Théâtre

Melancholia Europea

  • Le à

Adresse :
Équinoxe scène nationale
Avenue Charles-de-Gaulle
36000 Châteauroux

Dans un théâtre transformé en salle d'archives contemporaine, cinq comédiens chercheurs se penchent sur le malaise de notre époque et explorent le concept de banalité du mal imaginé par Hannah Arendt. Ils enquêtent alors sur les grands dignitaires de régimes fascistes aux personnalités apparemment les plus « normales » (Himmler, Speer et Bousquet notamment). Laissant de côté les archives « officielles » de l’histoire du IIIe Reich, ils plongent dans la vie quotidienne et intime de petits bourgeois pragmatiques. Ils se confrontent alors au fossé abyssal entre des vies privés doucereuses, qui prêchent le bonheur familial et la respectabilité, et des actes politiques d’une violence extrême. La mentalité petite-bourgeoise domine : tout est normal, les affaires sont les affaires, la « politique n’existe pas » (dixit Speer), on doit « éviter le pire », « on n’a pas le choix », la routine doit continuer. Les comédiens retrouvent ces fantômes dans leur propre actualité.

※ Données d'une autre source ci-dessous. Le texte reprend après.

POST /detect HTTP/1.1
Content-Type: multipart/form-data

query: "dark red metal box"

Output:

Le fascisme ne prend pas forcément le visage d'un monstre, mais il peut avoir aussi celui d'un animal de compagnie. Il ne se manifeste pas forcément par des insultes haineuses mais il peut s'incruster au cœur d'arguments d'allure rationnelle, d'éléments de langage, de sujets de communication en apparence « convenables ». L'Europe en a fait et continue d'en faire l'expérience. S'inspirant de la pensée de la célèbre philosophe et journaliste Hannah Arendt, Bérangère Jannelle lance avec ses comédiens une exploration sur le concept de « banalité du mal » où il s'agit de se mettre à la place de l'autre, fut-il en apparence le plus le plus éloigné, le plus inatteignable. L'enquête à la fois démocratique, philosophique et théâtrale est menée par cinq « chercheurs », qui, fouillent dans les archives de l'Histoire pour mieux scruter l'actualité. À travers les livres, les films, les écrits intimes et officiels, les romans, ils fabriquent ainsi de l'Histoire au présent, questionnent les représentations et nous font vivre leurs confrontations intimes avec ces « élites » politiques, voire intellectuelles et ceux qui les ont combattus. Contre une politique de la puissance et de la brutalité, le théâtre devient le lieu commun de la vulnérabilité et du désir de l'autre. À travers ce théâtre de pensée activée avec les spectateurs, Bérangère Jannelle engage là une « guerre politique et poétique, la seule qui vaille ». C.G

Ce qu’on observe ? Des séries d’impostures banalisées qui usurpent le sens des mots : les « opinions » se substituent aux exigences de la pensée, le « peuple éternel » au peuple en devenir, la « liberté privée » à la « liberté publique », les « individus » aux « personnes », le « divertissement » à la « culture », l’« idéologie en kit » à la « pensée ». Tout converge vers la négation de l’autre.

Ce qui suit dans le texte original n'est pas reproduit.